The local daily’s chief editor, Datuk Abdul Jalil Ali, told a forum that Sinar Harian is free to publish news with their own angles, noting that both the opposition and the government are alternately featured on the paper’s front pages.

“If you ask me, between the Najib administration and the previous administration, Najib is open and fair as far as the media is concerned,” Abdul Jalil told the Journalism Now forum here organised by the Institute of Journalists Malaysia, the Foreign Correspondents Club and the European Union.

“Those days during Tun Mahathir, even more stringent,” he added.

Abdul Jalil pointed out that the Mahathir administration did not renew the permit of one of his weeklies, Eksklusif, then and the newspaper was forced to shut down.

According to the New York-based non-profit Committee to Protect Journalists, Eksklusif was banned in 2000 when its annual publishing permit expired.

After taking office, Najib removed the requirement for annual printing licences previously mandated by the Printing Presses and Publications Act 1984.

Steven Gan, editor-in-chief and co-founder of news portal Malaysiakini, told the forum, however, that Malaysia is increasingly following Singapore’s footsteps in suing the press.

“The law is there, which allows anyone who feel aggrieved to sue them and to seek redress in court. But that has to be the very last resort,” Gan said.

He pointed out that before Najib sued Malaysiakini for defamation, the news portal had offered the prime minister the right to reply and even told him that it would be published ad verbatim, but Najib did not exercise it and went ahead with the suit.

“That’s another layer of attack on press freedom,” said Gan.

Najib filed the civil suit in May last year over a series of readers’ posts published on the Malaysiakini website related to the Terengganu mentri besar saga.

Endy Bayuni, senior editor of Indonesian paper Jakarta Post, said journalists’ loyalty should be to the public, even if their salaries may come from the government or business groups.
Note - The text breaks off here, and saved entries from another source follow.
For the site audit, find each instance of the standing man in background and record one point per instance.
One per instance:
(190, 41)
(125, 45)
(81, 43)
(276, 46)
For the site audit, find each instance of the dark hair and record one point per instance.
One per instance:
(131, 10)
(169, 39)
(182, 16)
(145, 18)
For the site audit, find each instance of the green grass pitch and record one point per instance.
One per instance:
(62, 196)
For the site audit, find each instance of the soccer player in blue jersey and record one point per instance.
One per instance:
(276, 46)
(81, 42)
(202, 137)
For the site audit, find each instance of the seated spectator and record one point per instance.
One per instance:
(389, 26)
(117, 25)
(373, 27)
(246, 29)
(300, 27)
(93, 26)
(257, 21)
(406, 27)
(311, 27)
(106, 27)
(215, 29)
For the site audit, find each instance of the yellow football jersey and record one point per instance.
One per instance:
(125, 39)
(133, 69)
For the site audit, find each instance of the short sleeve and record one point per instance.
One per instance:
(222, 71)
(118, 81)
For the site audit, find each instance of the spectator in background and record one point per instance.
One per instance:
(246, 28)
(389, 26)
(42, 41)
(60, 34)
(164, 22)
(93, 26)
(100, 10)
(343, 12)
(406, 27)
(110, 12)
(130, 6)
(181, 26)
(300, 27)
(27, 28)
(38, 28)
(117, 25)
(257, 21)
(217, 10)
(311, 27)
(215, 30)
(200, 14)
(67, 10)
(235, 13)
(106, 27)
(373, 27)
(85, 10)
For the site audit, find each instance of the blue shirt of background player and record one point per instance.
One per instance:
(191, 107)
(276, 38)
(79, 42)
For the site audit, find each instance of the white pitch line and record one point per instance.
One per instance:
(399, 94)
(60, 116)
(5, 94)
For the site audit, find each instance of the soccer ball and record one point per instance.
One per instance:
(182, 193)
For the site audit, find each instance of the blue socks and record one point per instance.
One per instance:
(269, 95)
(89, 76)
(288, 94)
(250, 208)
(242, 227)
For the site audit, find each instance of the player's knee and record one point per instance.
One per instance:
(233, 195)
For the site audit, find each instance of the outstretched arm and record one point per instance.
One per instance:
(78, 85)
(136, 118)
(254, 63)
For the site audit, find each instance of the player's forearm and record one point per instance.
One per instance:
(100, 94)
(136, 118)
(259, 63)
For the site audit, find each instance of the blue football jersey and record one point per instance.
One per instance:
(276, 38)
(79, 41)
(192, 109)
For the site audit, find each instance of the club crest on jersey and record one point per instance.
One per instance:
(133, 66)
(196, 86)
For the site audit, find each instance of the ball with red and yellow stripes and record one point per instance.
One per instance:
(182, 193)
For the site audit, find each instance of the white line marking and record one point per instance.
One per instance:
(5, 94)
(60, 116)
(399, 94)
“We’re not neutral. We have to take sides. And we have to take sides with people who are being oppressed, discriminated against,” he told the forum.

Lum Chih Feng, editor (E-News) of local Chinese-language paper Oriental Daily, said the local Chinese press is guided by the three-pillar concept which the Chinese community generally upholds: Chinese media, associations and schools.

“The community believes Chinese media should be community first before profit. It’s a communal asset, not a profit driven product,” Lum told the forum.

When asked if the press should be allowed to criticise Islam and the royalty in the interest of independence, law professor Dr Azmi Sharom said the powers of the royals are bound by the Federal Constitution as Malaysia has a constitutional monarchy.

“So if they overstep their powers, they should be open to criticism,” Azmi told the forum.